Experts warn unreported virus deaths in Indonesia as health services “cannot contain” toll

3 mins read

Another family has shed a member to COVID-19 in a residential street in Bogor, Indonesia.

A young woman wails as she sits beside her father’s body, crying “Wake up, please don’t sleep,” as a team helps to cover the body of the deceased.

The cries are not new to the 32-year-old Muhammad Jauhar, who is among the team.

“We do various jobs in this task force, I drive the ambulance for the deceased and I prepare many things – including the coffin and the shroud,” Jauhar shared to Al Jazeera. “I also make preparations for cleaning, wrapping and delivering the body to the cemetery.”

Jauhur, along with the other volunteers, are now considered important members of the country’s funeral industry.

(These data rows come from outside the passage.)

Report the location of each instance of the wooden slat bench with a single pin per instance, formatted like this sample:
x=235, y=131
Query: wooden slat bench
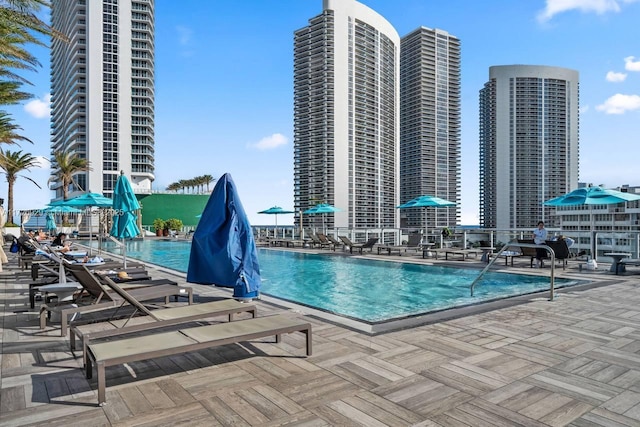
x=150, y=346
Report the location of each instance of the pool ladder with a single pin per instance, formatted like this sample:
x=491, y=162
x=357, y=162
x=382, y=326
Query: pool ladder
x=493, y=259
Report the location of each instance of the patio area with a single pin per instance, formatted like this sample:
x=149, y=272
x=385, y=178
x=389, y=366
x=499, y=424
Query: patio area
x=571, y=361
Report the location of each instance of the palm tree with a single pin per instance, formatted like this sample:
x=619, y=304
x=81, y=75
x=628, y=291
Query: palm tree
x=7, y=130
x=66, y=166
x=63, y=170
x=18, y=23
x=12, y=163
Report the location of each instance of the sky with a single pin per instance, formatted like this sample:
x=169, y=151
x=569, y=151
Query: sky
x=224, y=87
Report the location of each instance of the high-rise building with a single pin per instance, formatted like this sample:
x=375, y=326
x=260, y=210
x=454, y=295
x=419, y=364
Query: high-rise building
x=102, y=91
x=430, y=125
x=528, y=143
x=346, y=121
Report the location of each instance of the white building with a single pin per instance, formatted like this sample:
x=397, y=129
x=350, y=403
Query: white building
x=430, y=142
x=102, y=90
x=346, y=121
x=528, y=143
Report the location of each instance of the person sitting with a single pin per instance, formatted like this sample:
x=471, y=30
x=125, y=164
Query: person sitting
x=27, y=243
x=59, y=240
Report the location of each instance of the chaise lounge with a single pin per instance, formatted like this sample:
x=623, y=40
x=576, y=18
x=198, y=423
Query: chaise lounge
x=100, y=299
x=369, y=244
x=127, y=350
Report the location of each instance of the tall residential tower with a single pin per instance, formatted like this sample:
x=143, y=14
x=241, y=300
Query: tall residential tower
x=346, y=122
x=430, y=125
x=528, y=143
x=102, y=90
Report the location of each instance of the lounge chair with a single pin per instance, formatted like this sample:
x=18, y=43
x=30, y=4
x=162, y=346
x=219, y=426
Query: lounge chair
x=325, y=242
x=414, y=243
x=120, y=351
x=100, y=299
x=369, y=244
x=153, y=319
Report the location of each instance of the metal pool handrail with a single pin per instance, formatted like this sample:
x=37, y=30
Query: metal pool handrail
x=522, y=245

“The impact of COVID is huge, the number of deaths in Bogor is really high. This is what we can do to help the families,” he exclaimed. “We don’t receive any payment. We do the job from our heart.”

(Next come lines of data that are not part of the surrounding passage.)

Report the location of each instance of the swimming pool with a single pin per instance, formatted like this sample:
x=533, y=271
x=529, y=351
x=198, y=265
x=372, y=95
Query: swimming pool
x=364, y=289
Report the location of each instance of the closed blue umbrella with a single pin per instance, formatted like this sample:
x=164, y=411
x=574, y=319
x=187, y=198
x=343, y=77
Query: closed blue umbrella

Indonesia has already gone beyond India in terms of daily virus cases for this month, as it also overtook Brazil in reporting the highest number of COVID-19 deaths across the world.

COVID-19 death toll in the Asian country is now more than 73, 000.

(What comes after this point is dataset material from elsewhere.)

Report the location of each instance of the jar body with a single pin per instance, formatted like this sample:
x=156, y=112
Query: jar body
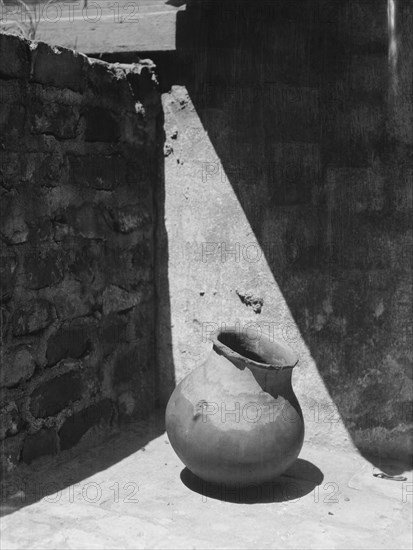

It logged its highest deaths at 1, 338 on Monday but experts cautioned that some deaths related to COVID were unreported due to low testing turn-outs.

Ahmad Arid, co-founder of Lapor COVID-19 group which collected pandemic data, cited their research showing that the country’s death toll is three to five times the figures released by the government.

“Most of those who died in isolation had trouble accessing the hospitals. Their condition deteriorated, they tried to go to hospital but they are full, so they died at home,” Ahmad said. “We see that the deaths of people in self-isolation is an indicator of the collapse of our health services.”

Worse situations are also feared as remote provinces also showed indications to have been reached by the health crisis.

“Deaths in self-isolation have started to happen outside Java. In the last week, we got data of people dying in Riau, Lampung, East Nusa Tenggara, Kalimantan, and more,” he said. “This is an indication that cases cannot be contained by health services any more.”